In my last blog post, I mentioned how Roth et al. (2022) discuss the classic example of DiD analysis of a minimum wage change in New Jersey vs Pennsylvania, where there are N=2 states. I found all three papers also a bit unclear in thinking about the policy changes from a design-based perspective, which has implications for inference. For example:

·       In the Bleemer et al. (2022) paper, the effective randomized experiment here would seem to be one which randomly chose whether to have affirmative action for one or zero of the two groups (Blacks and Hispanics, vs Whites and Asians). The policy is a state-wide policy change, and so this seems like the NJ/PA minimum wage case.

·       In the Cantoni and Pons (2021) paper, 11 out of the 50 states get treated. But they are mostly Republican-led states, and it does not seem like we should think of this as a situation where 11 out of 50 states get randomly chosen to have strict ID rules – it is unclear whether we should think of small groupings of states (e.g. the South/the Midwest/etc.)  or should think of this as something that only might plausibly be implemented in a subset of the states (those that aren’t heavily Democratic), or how we should think of this.

·       In the Cameron et al. (2021) paper, the authors survey in 17 worksites from their 3 districts, and so bootstrap standard errors among these 17 worksites. But the effective level of policy implementation here is at the district level, and there are only 3 districts, so it seems the equivalent randomized experiment is instead choosing  1 out of 3 districts.

Thus in all cases, it seems like we have to rely heavily on the functional form assumptions coming from correctly specified parallel trends, and like Roth et al. (2022) suggest, then be concerned about shocks at the level of effective policy decision-making as violations of this assumption, that should be addressed through methods that examine robustness to parallel trends. But again, this is an area where I think there is a lack of clarity in current discussion of DiD, and more advice is needed, and authors need to be more explicit about what they are assuming here.

Authors

David McKenzie

Lead Economist, Development Research Group, World Bank

Join the Conversation

An economist who uses DD
January 26, 2022

Hi David,

Thanks for this thoughtful and thought-provoking blog post. Two questions:

1) You say that "Thus in all cases, it seems like we have to rely heavily on the functional form assumptions coming from correctly specified parallel trends"

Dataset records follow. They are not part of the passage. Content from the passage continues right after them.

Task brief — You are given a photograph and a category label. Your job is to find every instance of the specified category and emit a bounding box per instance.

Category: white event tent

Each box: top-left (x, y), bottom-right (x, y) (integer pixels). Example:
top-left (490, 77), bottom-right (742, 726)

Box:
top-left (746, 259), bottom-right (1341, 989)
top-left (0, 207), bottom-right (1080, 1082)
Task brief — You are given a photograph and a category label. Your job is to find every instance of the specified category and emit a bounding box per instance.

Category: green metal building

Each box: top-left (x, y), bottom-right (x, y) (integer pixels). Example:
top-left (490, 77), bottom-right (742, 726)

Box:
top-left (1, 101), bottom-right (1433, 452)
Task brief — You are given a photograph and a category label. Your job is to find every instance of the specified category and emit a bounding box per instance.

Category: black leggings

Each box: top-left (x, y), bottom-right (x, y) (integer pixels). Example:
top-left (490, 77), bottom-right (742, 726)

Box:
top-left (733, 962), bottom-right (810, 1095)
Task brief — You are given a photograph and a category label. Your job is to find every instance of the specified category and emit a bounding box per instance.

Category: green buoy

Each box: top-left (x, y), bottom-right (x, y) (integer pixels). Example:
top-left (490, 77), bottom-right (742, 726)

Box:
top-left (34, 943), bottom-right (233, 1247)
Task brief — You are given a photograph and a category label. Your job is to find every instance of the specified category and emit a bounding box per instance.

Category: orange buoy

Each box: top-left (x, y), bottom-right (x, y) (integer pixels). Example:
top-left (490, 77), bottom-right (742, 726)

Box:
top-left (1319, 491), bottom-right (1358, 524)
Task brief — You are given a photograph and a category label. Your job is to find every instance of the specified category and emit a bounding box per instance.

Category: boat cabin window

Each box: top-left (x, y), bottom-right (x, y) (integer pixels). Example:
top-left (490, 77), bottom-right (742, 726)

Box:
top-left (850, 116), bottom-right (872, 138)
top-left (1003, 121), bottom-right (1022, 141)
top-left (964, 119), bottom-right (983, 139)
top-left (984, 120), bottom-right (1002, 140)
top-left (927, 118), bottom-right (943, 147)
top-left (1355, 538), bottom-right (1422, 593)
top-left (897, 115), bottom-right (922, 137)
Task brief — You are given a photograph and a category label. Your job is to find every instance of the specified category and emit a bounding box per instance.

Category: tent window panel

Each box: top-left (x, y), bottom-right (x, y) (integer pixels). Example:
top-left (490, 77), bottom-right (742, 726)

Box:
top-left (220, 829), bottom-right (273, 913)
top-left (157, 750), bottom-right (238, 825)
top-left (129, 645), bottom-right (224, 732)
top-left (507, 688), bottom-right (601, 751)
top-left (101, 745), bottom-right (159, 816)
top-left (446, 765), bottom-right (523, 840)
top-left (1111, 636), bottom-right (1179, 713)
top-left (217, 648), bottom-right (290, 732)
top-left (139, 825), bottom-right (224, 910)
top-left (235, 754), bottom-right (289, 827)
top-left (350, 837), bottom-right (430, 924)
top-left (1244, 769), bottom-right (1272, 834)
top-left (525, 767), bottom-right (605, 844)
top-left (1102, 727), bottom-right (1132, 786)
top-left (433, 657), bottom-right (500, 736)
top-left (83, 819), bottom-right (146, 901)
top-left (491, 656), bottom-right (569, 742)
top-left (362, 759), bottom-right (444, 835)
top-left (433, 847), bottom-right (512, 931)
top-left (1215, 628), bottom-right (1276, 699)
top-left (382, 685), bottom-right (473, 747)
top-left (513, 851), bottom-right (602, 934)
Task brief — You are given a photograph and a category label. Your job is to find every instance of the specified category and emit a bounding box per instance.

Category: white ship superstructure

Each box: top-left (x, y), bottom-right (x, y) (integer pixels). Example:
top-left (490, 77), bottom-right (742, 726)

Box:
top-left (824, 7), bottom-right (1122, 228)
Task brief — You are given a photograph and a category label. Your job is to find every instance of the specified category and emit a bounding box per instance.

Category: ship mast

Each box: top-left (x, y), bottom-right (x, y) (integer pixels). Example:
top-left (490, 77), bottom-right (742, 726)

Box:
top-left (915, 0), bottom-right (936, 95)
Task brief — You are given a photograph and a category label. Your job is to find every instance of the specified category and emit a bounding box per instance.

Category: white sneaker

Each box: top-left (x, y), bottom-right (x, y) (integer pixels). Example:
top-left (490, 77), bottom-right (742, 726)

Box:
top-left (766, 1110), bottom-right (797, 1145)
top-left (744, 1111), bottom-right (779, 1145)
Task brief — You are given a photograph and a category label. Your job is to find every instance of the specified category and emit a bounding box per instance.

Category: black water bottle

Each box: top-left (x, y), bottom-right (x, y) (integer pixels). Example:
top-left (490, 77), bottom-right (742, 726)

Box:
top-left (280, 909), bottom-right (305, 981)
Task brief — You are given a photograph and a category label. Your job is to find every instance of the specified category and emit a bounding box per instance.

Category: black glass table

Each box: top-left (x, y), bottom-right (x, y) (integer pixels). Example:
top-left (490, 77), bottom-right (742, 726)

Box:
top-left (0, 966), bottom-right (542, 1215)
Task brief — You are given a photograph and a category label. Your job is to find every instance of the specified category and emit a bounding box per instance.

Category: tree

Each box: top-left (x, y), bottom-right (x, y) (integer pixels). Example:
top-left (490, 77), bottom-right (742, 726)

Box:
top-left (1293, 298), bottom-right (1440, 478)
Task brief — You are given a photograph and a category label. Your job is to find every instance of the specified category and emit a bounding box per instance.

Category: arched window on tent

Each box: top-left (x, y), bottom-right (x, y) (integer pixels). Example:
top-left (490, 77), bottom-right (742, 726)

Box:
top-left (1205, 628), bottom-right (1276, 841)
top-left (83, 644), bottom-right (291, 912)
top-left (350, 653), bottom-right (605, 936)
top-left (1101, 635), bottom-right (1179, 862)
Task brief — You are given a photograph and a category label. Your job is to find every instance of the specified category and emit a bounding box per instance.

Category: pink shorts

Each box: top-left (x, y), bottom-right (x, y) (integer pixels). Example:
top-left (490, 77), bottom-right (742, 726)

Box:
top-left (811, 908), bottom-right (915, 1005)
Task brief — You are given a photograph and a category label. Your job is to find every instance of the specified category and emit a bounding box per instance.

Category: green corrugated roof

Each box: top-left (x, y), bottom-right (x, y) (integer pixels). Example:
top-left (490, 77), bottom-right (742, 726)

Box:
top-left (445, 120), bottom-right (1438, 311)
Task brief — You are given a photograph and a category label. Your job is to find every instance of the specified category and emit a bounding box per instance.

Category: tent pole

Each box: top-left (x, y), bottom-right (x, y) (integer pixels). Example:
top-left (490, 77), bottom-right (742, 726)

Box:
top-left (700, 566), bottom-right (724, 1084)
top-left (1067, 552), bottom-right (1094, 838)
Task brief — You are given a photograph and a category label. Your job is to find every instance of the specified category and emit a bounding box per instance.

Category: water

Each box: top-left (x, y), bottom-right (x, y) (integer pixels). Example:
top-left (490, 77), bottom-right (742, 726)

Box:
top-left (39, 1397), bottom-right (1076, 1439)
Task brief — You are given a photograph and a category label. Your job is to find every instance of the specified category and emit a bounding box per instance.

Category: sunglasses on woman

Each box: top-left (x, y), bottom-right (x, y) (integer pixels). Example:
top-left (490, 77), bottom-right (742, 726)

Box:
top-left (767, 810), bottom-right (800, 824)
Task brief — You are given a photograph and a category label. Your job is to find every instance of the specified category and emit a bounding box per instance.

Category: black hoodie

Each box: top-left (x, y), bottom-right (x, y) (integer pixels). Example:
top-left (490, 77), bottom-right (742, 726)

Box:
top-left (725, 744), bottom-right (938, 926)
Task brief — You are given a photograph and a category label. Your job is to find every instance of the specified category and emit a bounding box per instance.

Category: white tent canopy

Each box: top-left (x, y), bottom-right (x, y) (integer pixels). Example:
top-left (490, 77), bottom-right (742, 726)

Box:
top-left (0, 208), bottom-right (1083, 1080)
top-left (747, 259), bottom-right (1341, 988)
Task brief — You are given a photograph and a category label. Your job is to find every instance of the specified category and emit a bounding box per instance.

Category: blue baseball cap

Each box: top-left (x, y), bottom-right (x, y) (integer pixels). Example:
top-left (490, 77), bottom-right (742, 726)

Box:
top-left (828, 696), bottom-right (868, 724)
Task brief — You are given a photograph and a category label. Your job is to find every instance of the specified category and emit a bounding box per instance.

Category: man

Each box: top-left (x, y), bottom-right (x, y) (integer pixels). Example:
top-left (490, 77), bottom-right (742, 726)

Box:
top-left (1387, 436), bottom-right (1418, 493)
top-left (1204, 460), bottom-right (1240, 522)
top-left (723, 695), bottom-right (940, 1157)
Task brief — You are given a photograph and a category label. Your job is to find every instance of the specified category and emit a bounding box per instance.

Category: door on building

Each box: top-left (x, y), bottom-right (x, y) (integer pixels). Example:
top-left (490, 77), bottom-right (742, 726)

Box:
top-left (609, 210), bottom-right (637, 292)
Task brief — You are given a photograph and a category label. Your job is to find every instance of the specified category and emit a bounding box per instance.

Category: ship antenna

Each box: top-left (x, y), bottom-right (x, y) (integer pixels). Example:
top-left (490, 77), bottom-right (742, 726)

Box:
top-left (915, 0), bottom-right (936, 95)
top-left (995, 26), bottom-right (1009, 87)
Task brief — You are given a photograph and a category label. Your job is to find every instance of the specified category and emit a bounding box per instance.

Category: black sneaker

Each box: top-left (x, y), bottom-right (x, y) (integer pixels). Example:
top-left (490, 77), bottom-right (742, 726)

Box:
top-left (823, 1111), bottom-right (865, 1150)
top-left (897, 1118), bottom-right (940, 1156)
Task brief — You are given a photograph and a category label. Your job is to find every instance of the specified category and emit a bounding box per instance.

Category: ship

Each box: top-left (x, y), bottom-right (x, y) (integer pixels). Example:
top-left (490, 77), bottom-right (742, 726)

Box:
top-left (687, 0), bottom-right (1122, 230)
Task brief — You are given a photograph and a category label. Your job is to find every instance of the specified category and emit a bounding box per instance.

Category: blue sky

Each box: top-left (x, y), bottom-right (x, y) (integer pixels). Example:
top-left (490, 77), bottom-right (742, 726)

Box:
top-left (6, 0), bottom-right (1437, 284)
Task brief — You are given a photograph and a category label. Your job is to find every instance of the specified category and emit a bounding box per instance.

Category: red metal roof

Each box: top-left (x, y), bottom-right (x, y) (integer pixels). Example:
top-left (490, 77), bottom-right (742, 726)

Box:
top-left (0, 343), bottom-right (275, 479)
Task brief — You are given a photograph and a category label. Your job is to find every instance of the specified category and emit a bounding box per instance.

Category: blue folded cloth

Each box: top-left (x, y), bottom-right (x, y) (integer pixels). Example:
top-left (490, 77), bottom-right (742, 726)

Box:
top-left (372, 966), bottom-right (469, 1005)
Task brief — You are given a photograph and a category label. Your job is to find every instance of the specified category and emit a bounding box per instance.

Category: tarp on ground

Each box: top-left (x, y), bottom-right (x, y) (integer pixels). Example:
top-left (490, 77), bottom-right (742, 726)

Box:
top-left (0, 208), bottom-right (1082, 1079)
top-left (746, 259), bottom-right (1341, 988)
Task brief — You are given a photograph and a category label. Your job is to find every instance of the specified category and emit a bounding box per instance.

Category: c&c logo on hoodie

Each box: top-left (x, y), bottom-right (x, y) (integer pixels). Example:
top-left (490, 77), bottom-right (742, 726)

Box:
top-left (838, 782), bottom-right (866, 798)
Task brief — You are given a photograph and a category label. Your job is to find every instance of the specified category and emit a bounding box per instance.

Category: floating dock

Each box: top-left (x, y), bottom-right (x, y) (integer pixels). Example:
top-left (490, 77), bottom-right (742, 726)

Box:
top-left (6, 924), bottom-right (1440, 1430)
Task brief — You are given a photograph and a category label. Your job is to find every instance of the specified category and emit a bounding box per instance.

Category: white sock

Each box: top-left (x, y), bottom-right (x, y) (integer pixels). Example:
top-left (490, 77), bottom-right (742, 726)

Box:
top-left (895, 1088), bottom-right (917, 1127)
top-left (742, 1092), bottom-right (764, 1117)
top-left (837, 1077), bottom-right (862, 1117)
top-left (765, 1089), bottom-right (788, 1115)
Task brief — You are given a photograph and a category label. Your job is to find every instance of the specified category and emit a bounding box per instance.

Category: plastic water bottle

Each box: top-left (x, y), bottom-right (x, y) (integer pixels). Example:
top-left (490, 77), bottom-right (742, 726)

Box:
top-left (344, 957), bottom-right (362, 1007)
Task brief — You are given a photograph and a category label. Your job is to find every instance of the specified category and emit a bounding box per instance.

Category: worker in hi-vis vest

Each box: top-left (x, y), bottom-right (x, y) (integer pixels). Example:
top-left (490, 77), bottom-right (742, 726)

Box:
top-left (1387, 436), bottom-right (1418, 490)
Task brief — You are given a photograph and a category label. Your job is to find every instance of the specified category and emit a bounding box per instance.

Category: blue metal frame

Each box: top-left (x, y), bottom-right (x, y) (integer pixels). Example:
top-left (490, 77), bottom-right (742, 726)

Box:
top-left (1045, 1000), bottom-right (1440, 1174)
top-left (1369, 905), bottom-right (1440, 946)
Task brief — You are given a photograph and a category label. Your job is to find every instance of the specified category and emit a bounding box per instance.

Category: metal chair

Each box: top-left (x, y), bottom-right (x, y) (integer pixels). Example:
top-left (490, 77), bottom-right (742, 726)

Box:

I didn't follow this part. Could you expand/clarify why from the examples you gave, it follows that identification relies on functional form assumptions? Isn't that pretty much always the cases in DD that use observational data (like in the three examples above)?

2) Do you have any examples of a paper that (i) Uses a DD strategy on observational data, and (ii) provides a thoughtful discussion of the two points you mention? (i.e., why parallel trends should hold (identification) and how much independent variation there is in the data (inference)).

Thanks!

January 26, 2022

Thanks, I was looking for a recent example that did this very well, and in my (admittedly quick) search, did not come across anything. One of the comments I received on twitter pointed to Gentzkow (2006) (https://web.stanford.edu/~gentzkow/research/tv_turnout.pdf). It does do a good job on discussing explicitly some of the threats to identification: e.g. "Although the panel design controls for both cross-sectional differences correlated with the timing of television’s introduction and common changes over time, the results could still be biased if there were negative shocks to information or voting that hit the largest and richest cities in the mid-1940s, medium-sized cities in the late-1940s, and small cities and rural areas in the early-1950s. One way to address this issue is to make use of observable
county characteristics."...(read to see what he does). He does not do so well on the inference discussion - standard errors are clustered by county, but tv markets are much bigger.